Modularity via Bottles – Continued
Overview
We’ve had even more questions arising about “what are Bottles” since my last post and our sessions at Pablos Fiesta. I think my favorite question after our explanations is: “WTF is a Bottle?”
Forgive me, you’ll find me mixing “Bottles” and “packages” often. I won’t promise that I’m not going to do this, but I will promise that I’ll be consistent: Bottles (capitalized) means the framework. “bottles” (not capitalized) and “packages” mean the actual files.
WTF is a bottle?
I like this question. Let’s take away all the glamour and expose the interface that changes everything:
This is a cornerstone of the Bottles framework as it represents the smallest unit of data that we’re concerned with. This unit is comprised of a few things. Let me draw your attention to two of them: 1) assemblies and 2) data.
They come in all shapes and sizes. Our most commonly used implementations are: 1) AssemblyPackageInfo and 2) PackageInfo (just a file/directory – typically a zip file).
Playing with your AppDomain
I mentioned that Bottles provides assemblies. That’s great and all, but if you’ve ever spent time loading those into your AppDomain and making every thing play nice, then you understand the pains that are involved. If Bottles does nothing else right as a framework, I’d call it a success because it makes dealing with this a breeze.
Don’t worry, I’ll dive into details but at a high-level Bottles gives you the ability to conventionally load assemblies into your AppDomain and give you a uniform way of responding to them.
So how does it all work?
Execution Flow
The execution of all of Bottles occurs through the static LoadPackages method in the PackageRegistry class. This little gem gives you a DSL for hooking into the loading mechanism while Bottles does it magic.
IPackageFacility
This is the abstraction that allows various frameworks to plugin and make use of the Bottles infrastructure (e.g., FubuMVC, Topshelf). You can specify custom IPackageLoader implementations here and let Bottles know about how you want to find your bottles.
IPackageLoader
These tell Bottles how you want to find your bottles. FubuMVC ships with a few (ZipFilePackageLoader being an important one) and Bottles has its own internal ones.

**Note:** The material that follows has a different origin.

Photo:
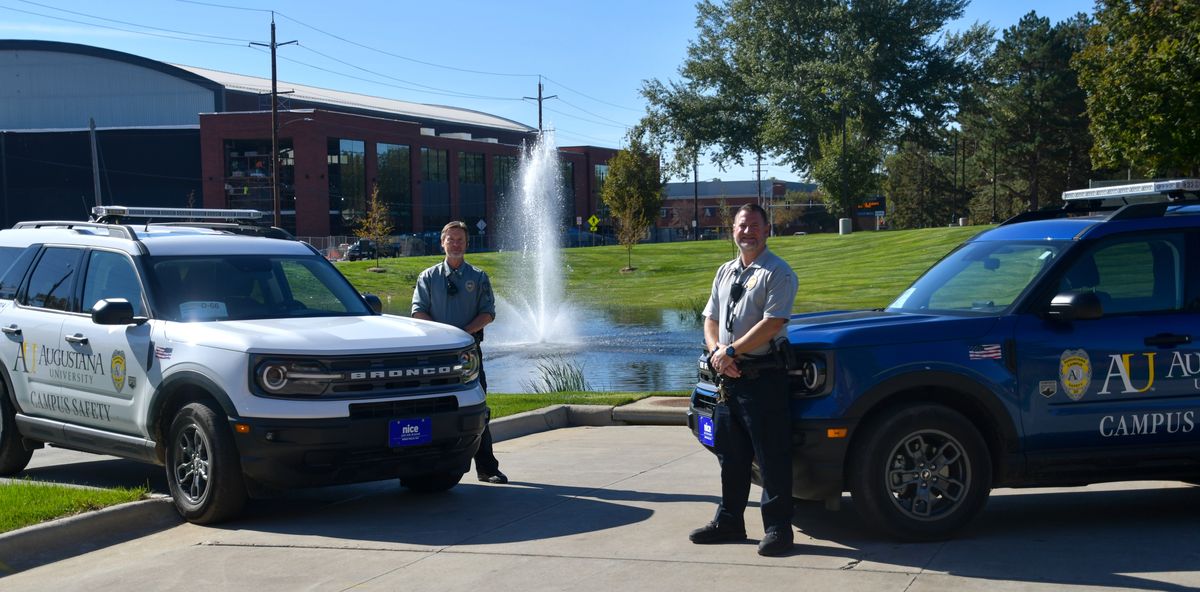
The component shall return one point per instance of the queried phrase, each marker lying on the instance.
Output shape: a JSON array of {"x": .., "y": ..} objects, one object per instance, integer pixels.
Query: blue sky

In fact, Bottles ships with a very important one: LinkedFolderPackageLoader. This allows a “.links” file to be included in your projects so that you can dynamically load other projects in your solution as bottles (rather than installing/uninstalling or dealing with DLL references).
IBootstrapper
So you’ve loaded up your bottles…now what? When you’re configuring Bottles, you can specify custom IBootstrapper implementations which tells Bottles about the all important IActivator interface. This interface is here so that you can find these IActivator implementations however you like (e.g., scan the assembly for implementations with a default constructor, pull them from your IoC container).
IActivator
This little gem allows for “start up” operations within Bottles. FubuMVC actually leverages this internally for some of the Bottles interoperability. For example, we have a Bottles-friendly virtual path provider that gets registered through an IActivator.
This interface has full access to anything in your AppDomain so that options are pretty limitless. On top of that, you are given information about the available packages – which gives access to any files that are part of said package. FubuMVC uses this to register content files (scripts, images, styles, etc.) into its asset pipeline.
The most common custom uses of IActivator that I come across are IoC container-related (e.g., register additional implementations, replace a service).
How does this fit into the NuGet world?
This is a very common question. Here’s my typical answer:
Bottles starts where NuGet leaves off. We’re not in the business of defining the shipping process, just what to do with the contents after they’ve been shipped. In fact, we often use NuGet as our shipping provider for reusable packages.
Why Bottles?
Hopefully my short explanation has already answered this question but I’ll try one more time.
Bottles grew out of a need for dynamic content/assembly loading in FubuMVC. Since it was all sparked during a conversation between Jeremy Miller and Dru Sellers, Bottles was abstracted out into what it is today with the intention of making it consumable through TopShelf.
Assembly loading and all the other tedious crap that comes with this need is not something you want to repeat if you can avoid it. Thus, dev cycles were used to make sure that we never have to do this ever again.
What else can Bottles do?
It’s not ready for prime time yet but there is currently a deployment story in the works for Bottles. This can be everything from “deploy this bottle to topshelf” to “deploy this FubuMVC package to IIS/nginx”.